We have visited the Hong Kong Museum of Art next door too. There are ancient Chinese drawings that are painted on a thin horizontal stripe of paper that seems to extend indefinitely. Landscape drawings with paths and stationary objects and people that lead your eyes from one end of the painting to another end. There are vertical drawings too. The same concept that leads our attention from the bottom to the top, which is often the mountain top and the cloud. During our visit, there is a special exhibition of the late Wu Guanzhong. The theme is “Lofty Integrity”. It is eye opening to see Chinese culture incorporated into modern art. Each painting comes with a poetic short description, which I appreciate a great deal. The title of the painting illustrated above is “Leaving Youth Behind”, courtesy of Hong Kong Museum of Art. The translated description is as follows. If you come across an exhibition of Wu Guanzhong, don’t miss it.
When a tree is old, its roots are exposed. When a lotus is old, its stalks break. It is better to break than to submit, leaving no regrets even when youth is gone.
On a lighter note, there is an exhibition called “The Ultimate South China Travel Guide” that attempts to recreate the history of Canton after the First Opium War (1839) in an entertaining manner. I felt as though I was transported back to that era. There is even a phrase book that translates the “Chinese Pidgin English” (a distorted form of English frequently spoken by the locals back then). From the obvious ones such as I no know and I no understand, to the obscure ones such as give dog chow-chow (give it to the dog) and my hap sick (I am sick). One day, if there is a phrase book for Singlish (a distorted form of English frequently spoken by the Singaporeans I suppose?), I wonder what would people think of cannot also can?

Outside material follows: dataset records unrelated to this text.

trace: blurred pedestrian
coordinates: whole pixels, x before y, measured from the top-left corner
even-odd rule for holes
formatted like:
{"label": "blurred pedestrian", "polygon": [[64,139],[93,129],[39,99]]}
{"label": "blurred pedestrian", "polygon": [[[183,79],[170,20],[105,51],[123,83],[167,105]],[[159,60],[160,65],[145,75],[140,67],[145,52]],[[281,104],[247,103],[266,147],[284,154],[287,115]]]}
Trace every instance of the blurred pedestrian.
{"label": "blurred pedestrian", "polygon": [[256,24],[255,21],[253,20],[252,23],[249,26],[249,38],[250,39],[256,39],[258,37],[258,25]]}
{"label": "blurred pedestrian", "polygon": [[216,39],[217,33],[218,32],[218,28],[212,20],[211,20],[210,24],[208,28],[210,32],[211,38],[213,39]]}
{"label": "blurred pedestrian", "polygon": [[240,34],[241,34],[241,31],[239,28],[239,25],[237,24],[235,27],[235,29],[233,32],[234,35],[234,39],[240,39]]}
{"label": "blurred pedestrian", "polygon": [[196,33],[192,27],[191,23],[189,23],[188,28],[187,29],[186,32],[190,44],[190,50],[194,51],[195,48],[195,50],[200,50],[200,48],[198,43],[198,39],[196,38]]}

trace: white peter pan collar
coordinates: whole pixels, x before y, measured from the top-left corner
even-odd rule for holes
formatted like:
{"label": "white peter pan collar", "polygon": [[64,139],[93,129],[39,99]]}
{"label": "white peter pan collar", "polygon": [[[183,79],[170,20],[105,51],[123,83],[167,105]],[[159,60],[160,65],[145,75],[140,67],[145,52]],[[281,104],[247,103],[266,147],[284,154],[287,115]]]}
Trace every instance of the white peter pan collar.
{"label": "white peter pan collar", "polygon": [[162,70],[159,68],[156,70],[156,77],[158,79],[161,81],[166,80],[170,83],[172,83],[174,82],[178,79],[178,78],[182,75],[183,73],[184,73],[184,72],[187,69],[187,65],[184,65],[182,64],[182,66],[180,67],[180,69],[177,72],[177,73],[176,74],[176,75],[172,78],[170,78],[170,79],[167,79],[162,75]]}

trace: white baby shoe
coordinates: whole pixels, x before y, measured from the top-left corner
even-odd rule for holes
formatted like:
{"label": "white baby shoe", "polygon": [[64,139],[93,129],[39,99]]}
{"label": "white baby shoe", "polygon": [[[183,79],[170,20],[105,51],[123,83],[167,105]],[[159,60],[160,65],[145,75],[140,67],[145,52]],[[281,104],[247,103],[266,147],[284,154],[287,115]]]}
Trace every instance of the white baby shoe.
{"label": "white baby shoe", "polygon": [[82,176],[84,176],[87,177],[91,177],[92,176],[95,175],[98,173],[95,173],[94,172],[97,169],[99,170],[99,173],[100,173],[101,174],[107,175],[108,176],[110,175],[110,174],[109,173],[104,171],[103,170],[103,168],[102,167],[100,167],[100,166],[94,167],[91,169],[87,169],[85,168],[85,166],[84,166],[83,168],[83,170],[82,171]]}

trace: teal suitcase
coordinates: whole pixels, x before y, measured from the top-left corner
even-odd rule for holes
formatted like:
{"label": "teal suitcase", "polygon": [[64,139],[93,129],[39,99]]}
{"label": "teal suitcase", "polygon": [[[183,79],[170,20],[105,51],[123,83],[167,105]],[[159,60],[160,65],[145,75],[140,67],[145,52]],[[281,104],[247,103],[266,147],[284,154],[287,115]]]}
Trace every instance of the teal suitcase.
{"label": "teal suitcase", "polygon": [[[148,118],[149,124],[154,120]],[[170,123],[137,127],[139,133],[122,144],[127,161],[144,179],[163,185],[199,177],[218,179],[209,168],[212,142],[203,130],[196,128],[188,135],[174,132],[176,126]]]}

8 replies on “Mid-Autumn Festival – Museum Crawling In Hong Kong”
中秋节快乐!!
床前明月光,
疑是地上霜,
抬头望明月,
原来街灯亮。
ha ha and don’t tell me you can’t read simplified Chinese!

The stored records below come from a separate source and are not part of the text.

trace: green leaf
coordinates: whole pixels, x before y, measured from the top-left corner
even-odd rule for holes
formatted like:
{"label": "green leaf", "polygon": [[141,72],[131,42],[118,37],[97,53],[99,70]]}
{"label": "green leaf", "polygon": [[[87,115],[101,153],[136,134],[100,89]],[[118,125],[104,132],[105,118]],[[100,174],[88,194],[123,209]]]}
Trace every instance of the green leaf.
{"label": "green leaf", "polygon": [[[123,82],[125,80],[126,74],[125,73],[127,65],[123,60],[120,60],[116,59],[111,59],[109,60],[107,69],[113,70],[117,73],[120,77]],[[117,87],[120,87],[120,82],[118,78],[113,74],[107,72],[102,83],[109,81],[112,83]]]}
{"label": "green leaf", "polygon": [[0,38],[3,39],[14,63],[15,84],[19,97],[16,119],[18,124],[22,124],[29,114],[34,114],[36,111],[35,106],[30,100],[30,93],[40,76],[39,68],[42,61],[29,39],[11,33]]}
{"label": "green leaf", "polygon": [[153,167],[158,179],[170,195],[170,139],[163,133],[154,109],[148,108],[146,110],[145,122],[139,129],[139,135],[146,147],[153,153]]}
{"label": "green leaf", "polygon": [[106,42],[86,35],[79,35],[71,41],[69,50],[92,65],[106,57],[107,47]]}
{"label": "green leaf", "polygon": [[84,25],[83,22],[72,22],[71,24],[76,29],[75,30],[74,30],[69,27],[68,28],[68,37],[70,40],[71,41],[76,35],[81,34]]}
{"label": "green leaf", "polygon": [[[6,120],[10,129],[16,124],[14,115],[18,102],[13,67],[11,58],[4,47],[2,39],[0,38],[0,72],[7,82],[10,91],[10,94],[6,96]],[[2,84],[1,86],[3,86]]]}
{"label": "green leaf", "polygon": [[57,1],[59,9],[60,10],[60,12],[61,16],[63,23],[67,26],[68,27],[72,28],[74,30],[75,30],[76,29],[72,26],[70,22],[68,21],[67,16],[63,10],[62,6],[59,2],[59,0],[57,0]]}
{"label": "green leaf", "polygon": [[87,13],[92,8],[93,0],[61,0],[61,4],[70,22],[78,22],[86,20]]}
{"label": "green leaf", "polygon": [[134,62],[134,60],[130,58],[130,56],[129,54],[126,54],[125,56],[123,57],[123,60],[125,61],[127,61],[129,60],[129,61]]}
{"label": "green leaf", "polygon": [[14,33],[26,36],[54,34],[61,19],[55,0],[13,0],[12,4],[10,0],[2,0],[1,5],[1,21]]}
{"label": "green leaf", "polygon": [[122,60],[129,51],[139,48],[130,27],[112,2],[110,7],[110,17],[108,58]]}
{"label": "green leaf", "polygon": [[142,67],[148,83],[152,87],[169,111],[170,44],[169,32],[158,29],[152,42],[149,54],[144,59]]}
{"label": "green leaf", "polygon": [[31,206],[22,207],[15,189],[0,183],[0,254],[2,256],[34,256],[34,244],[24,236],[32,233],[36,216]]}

JoV – Thanks for the comment! Yes, I can figure out Simplified Chinese. Seems to me that you have modified the 3rd line just a little bit and then change the fourth one to adapt to … modern life?
Good Spot! No point repeating your childhood poem right? So I have injected a contemporary twist in it. 😉
JoV – Wow, you are so talented. Question: Does it suppose to rhyme in Cantonese or Mandarin?
Your compliments made me *blush*… Although I speak Cantonese but when I write I think in Mandarin.
I don’t think my poem really rhymes. I am a bit embarrassed to say my Mandarin had gone a bit rusty now. 🙁
JoV – Ah, I guessed it was Mandarin in your head … hehehe.
Did Chang ‘Er visit you last night?! Those books you spoke about, are they in English or Traditional Chinese?
Mark – No, she did not. Did she to you?!
The phrase book? Like everything in Hong Kong, it is bilingual … lol.